In February of this year, some customers accused Kylie Cosmetics of repackaging old shades with new names. And the design of the original packaging of Kylie Cosmetic lip kits, which feature a drawing of lips dripping in bright colours, was met with controversy when it was unveiled due to its similarity to the work of LA make-up artist Vlada Haggerty. Indeed, Haggerty has repeatedly claimed that Kylie Cosmetics have copied her work (the two parties seemed to settle the dispute earlier this year). Now Jenner faces new accusations – this time related to the clothing she sells on her store, after a designer of remarkably similar items posted evidence of Jenner’s team ordering her designs. Khloé Kardashian, too, has been accused by fashion designer Destiney Bleu of ordering her work before copying it (her legal team called the accusations “flagrantly false and defamatory”). This kind of thing is par for the course in the fashion industry, where there is a fine line between inspiration and appropriation.

Taking existing products with proven appeal and marketing them with a Kardashian name starts to look less like coincidence, and more like a deliberate business strategy. “The Kardashian klan is tapping into a long history of American entrepreneurs who spot trends and then repackage them for new markets,” writes Amy Zimmerman in The Daily Beast.
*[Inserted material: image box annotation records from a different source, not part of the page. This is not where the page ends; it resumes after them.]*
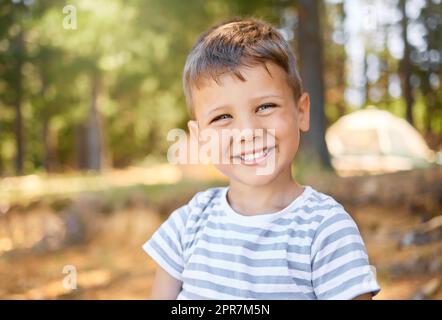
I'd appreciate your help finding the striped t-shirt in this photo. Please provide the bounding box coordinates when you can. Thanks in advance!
[143,186,380,299]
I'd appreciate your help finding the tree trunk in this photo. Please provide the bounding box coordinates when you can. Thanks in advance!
[86,76,102,171]
[399,0,414,125]
[43,116,57,173]
[297,0,331,168]
[14,31,24,175]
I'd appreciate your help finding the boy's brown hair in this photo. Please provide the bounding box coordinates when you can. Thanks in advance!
[183,18,302,117]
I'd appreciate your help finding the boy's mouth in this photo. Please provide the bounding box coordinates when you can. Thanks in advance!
[234,147,275,165]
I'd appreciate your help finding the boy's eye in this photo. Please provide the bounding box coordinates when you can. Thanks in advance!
[210,114,232,123]
[256,103,276,112]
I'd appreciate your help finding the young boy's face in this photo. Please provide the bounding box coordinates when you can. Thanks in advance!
[189,63,310,186]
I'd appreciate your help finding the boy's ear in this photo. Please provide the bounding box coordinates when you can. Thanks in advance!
[187,120,199,141]
[298,92,310,132]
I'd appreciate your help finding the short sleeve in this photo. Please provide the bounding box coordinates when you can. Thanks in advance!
[311,206,380,300]
[143,205,188,281]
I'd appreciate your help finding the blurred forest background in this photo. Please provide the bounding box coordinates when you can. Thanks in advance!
[0,0,442,299]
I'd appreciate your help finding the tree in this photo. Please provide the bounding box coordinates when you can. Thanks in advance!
[298,0,331,168]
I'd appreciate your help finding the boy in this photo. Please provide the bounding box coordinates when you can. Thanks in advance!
[143,19,380,299]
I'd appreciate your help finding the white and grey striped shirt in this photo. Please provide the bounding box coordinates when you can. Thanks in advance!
[143,186,380,299]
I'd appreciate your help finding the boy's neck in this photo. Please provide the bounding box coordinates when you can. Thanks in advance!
[227,167,304,215]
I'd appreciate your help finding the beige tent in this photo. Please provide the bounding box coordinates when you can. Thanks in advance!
[325,107,435,175]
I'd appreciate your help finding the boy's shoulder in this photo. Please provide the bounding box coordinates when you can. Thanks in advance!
[181,185,350,222]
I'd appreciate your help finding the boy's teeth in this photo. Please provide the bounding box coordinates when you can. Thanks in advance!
[241,151,265,161]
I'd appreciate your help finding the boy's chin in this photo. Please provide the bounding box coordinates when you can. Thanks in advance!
[218,168,276,187]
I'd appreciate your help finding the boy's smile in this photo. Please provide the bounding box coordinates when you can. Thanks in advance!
[189,62,309,186]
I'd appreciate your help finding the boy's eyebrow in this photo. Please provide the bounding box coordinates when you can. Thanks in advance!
[207,94,282,116]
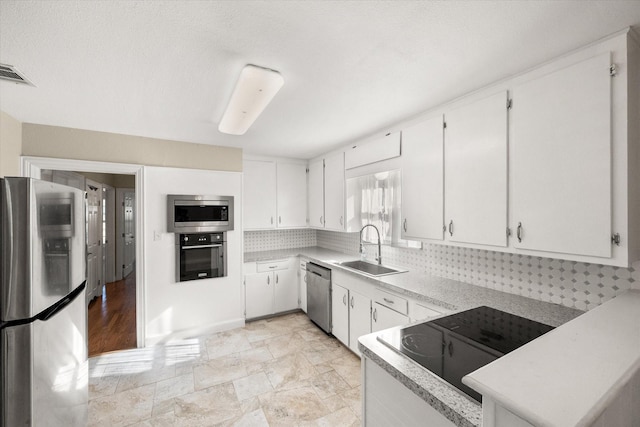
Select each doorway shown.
[41,166,137,356]
[20,156,145,347]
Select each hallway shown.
[88,269,136,357]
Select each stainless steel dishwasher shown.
[307,262,331,333]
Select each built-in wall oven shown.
[176,232,227,282]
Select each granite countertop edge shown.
[358,333,482,427]
[244,246,584,427]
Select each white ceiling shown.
[0,0,640,158]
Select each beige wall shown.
[22,123,242,172]
[0,111,22,176]
[78,172,136,188]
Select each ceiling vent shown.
[0,64,35,86]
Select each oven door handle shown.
[180,244,222,249]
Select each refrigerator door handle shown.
[34,280,87,322]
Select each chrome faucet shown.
[360,224,382,265]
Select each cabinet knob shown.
[516,222,524,242]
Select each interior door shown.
[122,191,136,277]
[85,179,102,302]
[102,184,116,284]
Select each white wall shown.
[140,166,244,346]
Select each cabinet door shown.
[324,153,344,231]
[371,302,409,332]
[273,259,298,313]
[298,259,307,313]
[307,160,324,227]
[331,283,349,346]
[244,273,274,319]
[511,53,611,257]
[277,162,307,228]
[444,92,507,246]
[349,290,371,354]
[242,160,276,230]
[402,116,444,240]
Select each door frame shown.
[85,178,106,302]
[116,188,138,280]
[102,184,116,285]
[20,156,146,347]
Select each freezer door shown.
[0,290,88,426]
[0,178,86,322]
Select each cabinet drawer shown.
[375,289,409,314]
[256,259,289,273]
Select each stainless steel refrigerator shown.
[0,178,88,427]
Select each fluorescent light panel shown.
[218,64,284,135]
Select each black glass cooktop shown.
[378,306,553,402]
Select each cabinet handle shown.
[516,222,522,242]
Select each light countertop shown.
[463,290,640,426]
[244,247,583,427]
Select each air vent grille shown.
[0,64,35,86]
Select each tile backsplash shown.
[244,229,640,310]
[244,229,316,252]
[317,230,640,310]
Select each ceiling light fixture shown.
[218,64,284,135]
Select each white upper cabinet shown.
[510,52,616,257]
[243,160,307,230]
[444,91,507,247]
[307,159,324,227]
[309,152,345,231]
[324,152,345,231]
[242,160,276,230]
[277,162,307,228]
[402,115,444,240]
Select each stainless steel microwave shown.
[167,194,233,233]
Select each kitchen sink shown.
[337,260,406,277]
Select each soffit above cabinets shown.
[0,0,640,159]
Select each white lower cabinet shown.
[371,302,409,332]
[362,357,455,427]
[349,290,371,355]
[298,258,308,313]
[331,283,349,347]
[244,273,273,319]
[244,258,299,319]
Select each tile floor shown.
[89,313,361,426]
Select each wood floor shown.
[88,273,136,357]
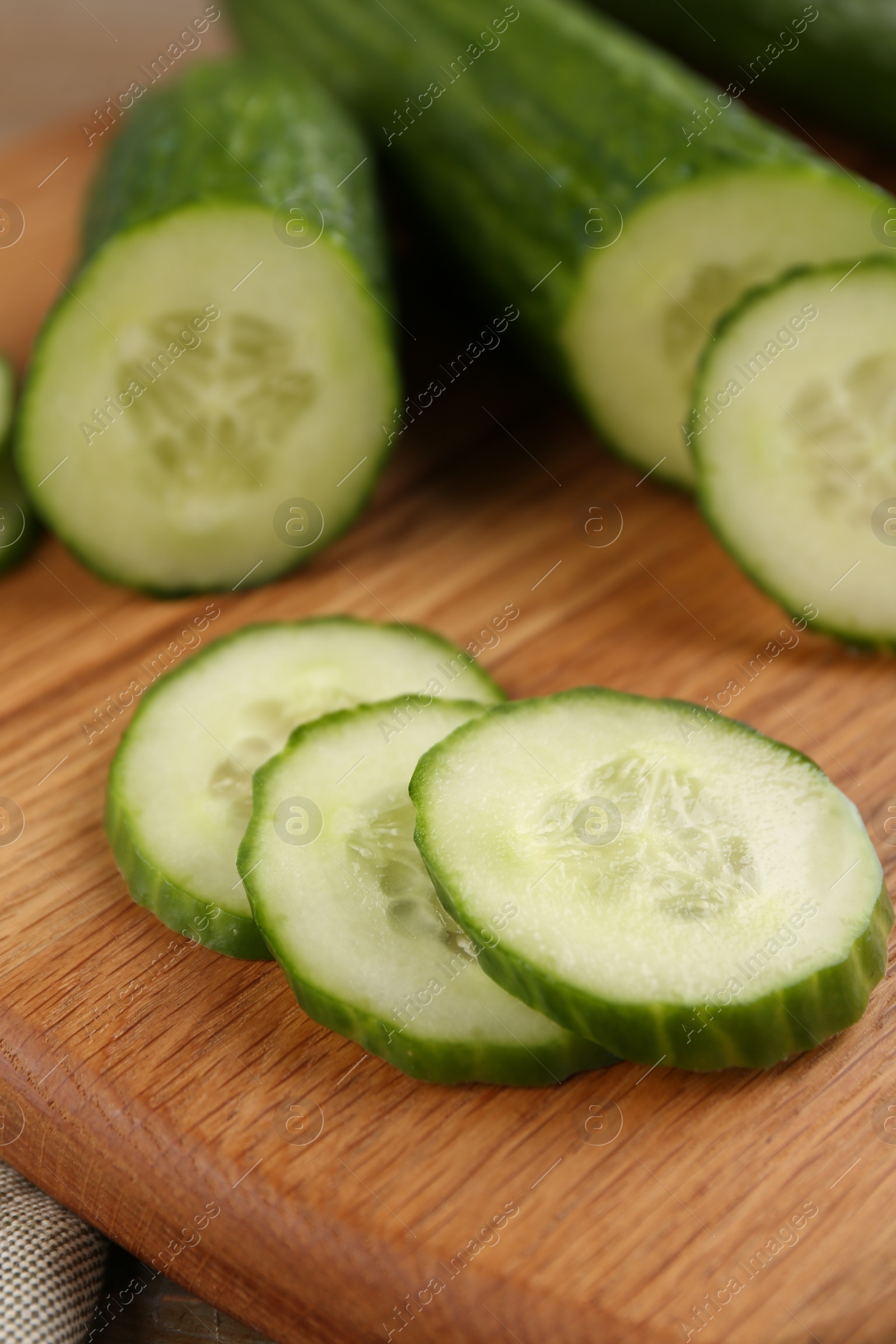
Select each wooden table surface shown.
[0,113,896,1344]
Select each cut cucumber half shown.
[239,696,613,1085]
[563,164,883,485]
[106,615,504,958]
[690,259,896,644]
[17,62,396,594]
[230,0,893,485]
[410,687,893,1070]
[0,355,36,574]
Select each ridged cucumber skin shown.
[263,957,618,1088]
[0,355,39,574]
[82,57,388,297]
[424,855,893,1072]
[408,687,895,1072]
[230,0,886,474]
[105,785,273,961]
[236,698,618,1088]
[105,615,506,961]
[16,57,400,598]
[596,0,896,144]
[688,256,896,653]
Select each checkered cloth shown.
[0,1163,106,1344]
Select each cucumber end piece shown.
[690,256,896,648]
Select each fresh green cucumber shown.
[17,60,396,594]
[410,687,893,1070]
[0,355,36,574]
[596,0,896,144]
[690,258,896,645]
[106,615,504,958]
[230,0,892,484]
[239,695,613,1085]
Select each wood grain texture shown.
[0,115,896,1344]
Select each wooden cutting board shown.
[0,113,896,1344]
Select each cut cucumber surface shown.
[410,687,893,1070]
[230,0,892,485]
[106,617,504,958]
[239,696,613,1085]
[17,62,396,594]
[690,259,896,644]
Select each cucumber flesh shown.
[239,696,611,1085]
[106,617,504,958]
[17,62,396,594]
[562,165,883,485]
[690,259,896,644]
[410,687,893,1070]
[230,0,892,485]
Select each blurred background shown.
[0,0,232,142]
[0,10,274,1344]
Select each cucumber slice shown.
[239,696,613,1086]
[106,615,504,958]
[690,259,896,644]
[17,62,396,594]
[410,687,893,1070]
[0,355,38,574]
[230,0,892,485]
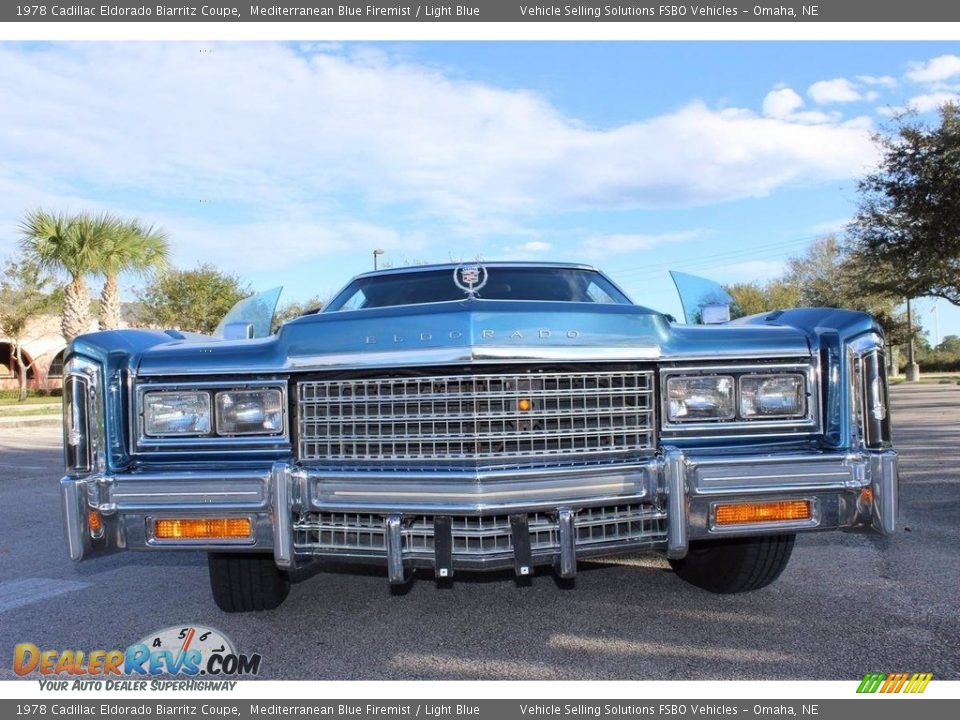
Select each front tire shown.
[207,553,290,612]
[670,535,796,594]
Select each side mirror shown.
[670,270,733,325]
[214,287,283,340]
[223,322,253,340]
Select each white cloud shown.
[490,240,553,260]
[580,230,707,257]
[810,218,850,235]
[763,88,803,118]
[0,43,875,263]
[907,91,960,113]
[714,260,787,282]
[857,75,898,88]
[807,78,863,105]
[906,55,960,85]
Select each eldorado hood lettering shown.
[363,329,580,345]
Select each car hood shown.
[135,299,810,375]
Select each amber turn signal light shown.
[153,518,252,540]
[715,500,813,525]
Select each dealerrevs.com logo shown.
[13,625,262,690]
[857,673,933,694]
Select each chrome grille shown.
[293,505,666,557]
[297,370,655,462]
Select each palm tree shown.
[97,220,170,330]
[20,210,116,342]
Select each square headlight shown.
[143,391,211,437]
[667,375,736,422]
[217,388,283,435]
[740,375,807,420]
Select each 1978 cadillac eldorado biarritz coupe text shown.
[61,263,898,611]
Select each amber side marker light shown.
[153,518,252,540]
[87,510,103,538]
[715,500,813,525]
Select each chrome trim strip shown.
[111,490,260,499]
[60,478,87,561]
[557,508,577,578]
[383,515,407,585]
[137,352,808,378]
[333,483,632,500]
[269,463,294,569]
[663,448,689,559]
[870,450,900,535]
[145,508,257,548]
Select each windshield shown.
[324,265,631,312]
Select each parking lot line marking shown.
[390,653,560,680]
[547,634,797,663]
[0,578,90,613]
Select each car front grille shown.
[293,505,666,559]
[297,370,655,462]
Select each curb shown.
[0,415,63,430]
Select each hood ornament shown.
[453,263,487,298]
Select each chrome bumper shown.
[60,447,898,581]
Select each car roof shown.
[354,260,599,280]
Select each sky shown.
[0,41,960,341]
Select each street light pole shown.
[906,298,920,382]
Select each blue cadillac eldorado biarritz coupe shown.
[61,263,898,611]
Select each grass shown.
[0,404,60,417]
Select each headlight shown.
[667,375,734,422]
[143,392,210,437]
[740,375,806,420]
[217,389,283,435]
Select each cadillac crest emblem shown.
[453,264,487,297]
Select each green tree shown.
[937,335,960,354]
[0,259,57,402]
[20,210,116,342]
[727,236,907,345]
[97,218,170,330]
[726,279,800,317]
[138,265,251,333]
[848,103,960,305]
[784,235,908,345]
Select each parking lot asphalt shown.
[0,385,960,680]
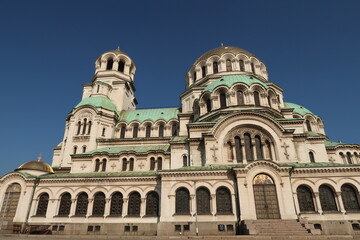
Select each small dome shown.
[193,46,255,65]
[16,160,54,173]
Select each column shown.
[210,194,216,216]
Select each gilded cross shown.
[210,145,218,162]
[281,143,289,159]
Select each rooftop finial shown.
[38,153,42,162]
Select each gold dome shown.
[16,160,54,173]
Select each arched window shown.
[133,125,139,138]
[128,192,141,217]
[183,155,188,167]
[309,152,315,163]
[36,193,49,217]
[341,184,360,211]
[205,98,211,112]
[250,63,255,74]
[58,193,71,216]
[118,60,125,72]
[95,159,100,172]
[305,120,311,132]
[106,58,114,70]
[122,158,127,171]
[216,187,232,214]
[255,135,264,159]
[235,136,243,162]
[110,192,124,216]
[254,91,260,107]
[92,192,106,216]
[201,66,206,77]
[171,122,178,137]
[244,133,254,161]
[226,59,232,72]
[145,125,151,137]
[75,192,89,216]
[120,126,126,139]
[88,121,92,135]
[236,90,245,106]
[175,188,190,215]
[73,146,77,154]
[220,93,226,108]
[129,158,134,171]
[76,121,81,135]
[101,158,106,172]
[319,185,338,212]
[296,185,315,212]
[150,157,155,171]
[158,157,162,170]
[346,152,352,164]
[213,62,219,73]
[239,60,245,72]
[159,124,164,137]
[196,187,210,214]
[146,192,159,216]
[82,118,87,134]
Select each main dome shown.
[193,46,255,65]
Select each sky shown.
[0,0,360,175]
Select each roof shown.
[193,46,255,65]
[120,108,179,123]
[203,75,269,92]
[75,97,117,112]
[77,145,170,155]
[284,102,316,116]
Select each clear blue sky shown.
[0,0,360,175]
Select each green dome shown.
[75,97,117,112]
[284,102,316,116]
[203,75,269,92]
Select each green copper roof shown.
[75,97,117,112]
[284,102,316,116]
[203,75,269,92]
[77,145,170,155]
[120,108,179,123]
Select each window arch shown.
[110,192,124,216]
[175,188,190,215]
[319,185,338,211]
[236,90,245,106]
[118,60,125,73]
[128,192,141,217]
[159,124,164,137]
[226,59,232,72]
[216,187,232,214]
[106,58,114,70]
[213,61,219,73]
[36,193,49,216]
[309,152,315,163]
[296,185,315,212]
[75,192,89,216]
[146,191,159,216]
[133,125,139,138]
[58,192,71,216]
[93,192,105,216]
[196,187,210,214]
[341,184,360,211]
[145,124,151,138]
[254,91,260,107]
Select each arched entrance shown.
[253,174,280,219]
[0,183,21,233]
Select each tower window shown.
[106,58,114,70]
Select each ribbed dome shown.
[193,46,255,65]
[16,160,54,173]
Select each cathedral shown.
[0,46,360,236]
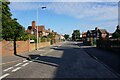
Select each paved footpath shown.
[0,42,120,80]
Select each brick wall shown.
[0,40,50,56]
[0,41,2,56]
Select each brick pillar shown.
[32,21,36,29]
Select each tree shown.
[112,32,120,38]
[2,2,26,55]
[72,30,80,41]
[48,32,55,44]
[64,34,69,40]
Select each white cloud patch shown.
[10,2,118,32]
[10,0,119,2]
[11,2,118,21]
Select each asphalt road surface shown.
[0,41,119,80]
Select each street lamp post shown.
[36,6,46,50]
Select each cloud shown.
[10,2,118,21]
[47,2,118,21]
[10,0,119,2]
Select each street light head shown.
[41,6,47,9]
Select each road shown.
[0,41,119,80]
[82,43,120,76]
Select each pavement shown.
[0,41,120,80]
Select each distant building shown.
[86,27,109,45]
[26,21,50,37]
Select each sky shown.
[9,1,118,35]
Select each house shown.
[112,25,120,38]
[97,29,109,39]
[26,21,50,37]
[86,27,109,45]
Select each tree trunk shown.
[14,38,17,55]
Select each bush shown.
[41,37,46,42]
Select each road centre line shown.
[23,60,28,62]
[12,67,21,72]
[15,63,22,66]
[40,49,53,56]
[0,73,10,80]
[0,59,21,66]
[3,67,13,71]
[35,57,39,59]
[22,63,29,67]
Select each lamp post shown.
[37,6,46,50]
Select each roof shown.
[38,26,45,31]
[88,30,96,34]
[99,29,108,34]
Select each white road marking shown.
[23,60,28,62]
[3,67,13,71]
[15,63,22,66]
[40,49,54,56]
[0,73,10,80]
[29,61,33,62]
[22,63,29,67]
[35,57,39,59]
[12,67,21,72]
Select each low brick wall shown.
[0,41,2,56]
[29,43,36,51]
[0,40,50,56]
[39,42,50,48]
[2,40,29,56]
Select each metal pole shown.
[37,7,39,50]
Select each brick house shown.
[26,21,50,37]
[86,27,109,45]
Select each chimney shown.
[95,27,99,31]
[48,28,50,32]
[32,21,36,29]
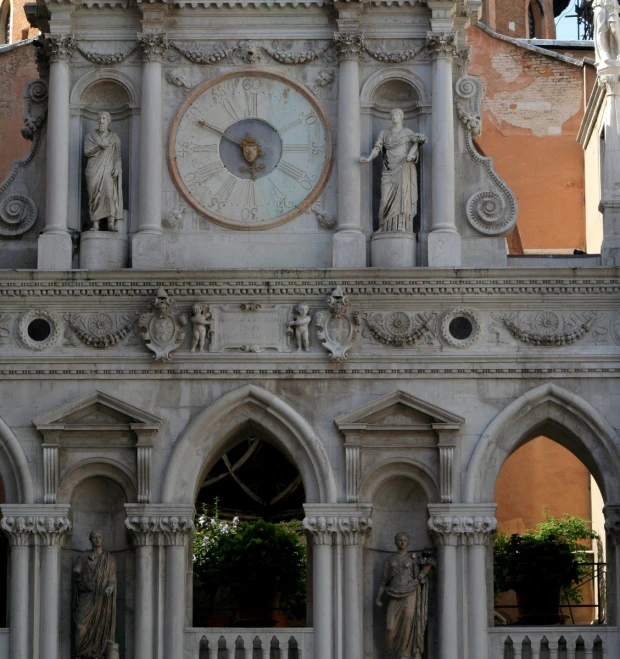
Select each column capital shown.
[137,32,170,62]
[334,32,364,60]
[44,34,77,62]
[426,32,457,60]
[125,504,195,547]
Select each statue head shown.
[394,531,411,549]
[390,108,405,125]
[97,112,112,133]
[88,529,103,549]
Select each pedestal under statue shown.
[73,530,118,659]
[360,109,426,267]
[376,533,433,659]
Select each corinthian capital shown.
[426,32,457,59]
[138,32,170,62]
[334,32,364,59]
[45,34,77,62]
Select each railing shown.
[182,627,314,659]
[489,625,618,659]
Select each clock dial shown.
[168,69,332,229]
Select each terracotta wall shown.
[467,26,585,250]
[0,42,38,181]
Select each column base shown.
[428,231,461,268]
[80,231,129,270]
[37,231,73,270]
[370,231,417,268]
[131,231,167,270]
[332,229,366,268]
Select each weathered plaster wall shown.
[467,27,585,250]
[0,42,38,181]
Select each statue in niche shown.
[360,110,426,233]
[73,530,118,659]
[376,533,434,659]
[592,0,620,66]
[84,112,123,231]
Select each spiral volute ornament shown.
[0,195,37,236]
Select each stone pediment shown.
[335,391,465,435]
[32,391,163,435]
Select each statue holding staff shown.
[360,110,426,233]
[84,112,123,231]
[73,530,118,659]
[376,533,434,659]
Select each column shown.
[332,32,366,268]
[125,504,158,659]
[428,515,462,659]
[37,35,77,270]
[427,32,461,267]
[463,506,497,659]
[0,506,34,657]
[338,507,372,659]
[598,71,620,266]
[35,505,72,659]
[304,516,336,659]
[132,32,168,269]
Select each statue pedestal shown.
[370,231,417,268]
[80,231,129,270]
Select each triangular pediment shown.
[32,391,163,431]
[335,390,465,432]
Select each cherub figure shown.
[190,304,211,352]
[287,304,312,352]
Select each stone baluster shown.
[37,34,76,270]
[428,506,463,659]
[304,507,336,659]
[34,504,72,659]
[427,32,461,267]
[132,32,168,269]
[157,505,194,657]
[333,31,366,268]
[0,506,34,657]
[338,506,372,659]
[462,504,497,659]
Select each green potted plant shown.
[494,514,598,625]
[194,520,306,626]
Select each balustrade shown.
[184,627,314,659]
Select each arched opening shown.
[193,421,307,628]
[495,436,607,625]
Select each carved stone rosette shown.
[138,288,187,362]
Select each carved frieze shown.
[138,288,187,362]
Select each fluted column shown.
[37,35,77,270]
[132,32,168,269]
[333,32,366,268]
[338,506,372,659]
[0,506,34,657]
[427,32,461,267]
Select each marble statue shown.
[84,112,123,231]
[288,304,312,352]
[592,0,620,66]
[73,530,118,659]
[360,109,426,233]
[376,533,433,659]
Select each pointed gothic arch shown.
[162,384,337,504]
[464,383,620,503]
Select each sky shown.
[555,0,577,41]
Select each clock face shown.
[168,69,332,229]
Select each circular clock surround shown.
[168,69,333,231]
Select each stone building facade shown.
[0,0,620,659]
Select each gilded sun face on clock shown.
[168,69,332,229]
In this instance, “they’re taking from predominantly black designers and influencers, and making their aesthetics accessible and desirable to new demographics—in Jenner’s case, teenage Keeping Up With The Kardashian fans with twenty bucks to blow on matte lip gloss.”

It seems as though the design, packaging, and almost everything about the products themselves, are, to the Kardashians outsourceable. They’ve taken their previous experience to extremes. It’s the Kardashian brand – which has always benefited from its associations with blackness – that sells products for them. So while moving into physical goods might look like a gear-change, really they’re practising the same strategy they always have – marketing themselves.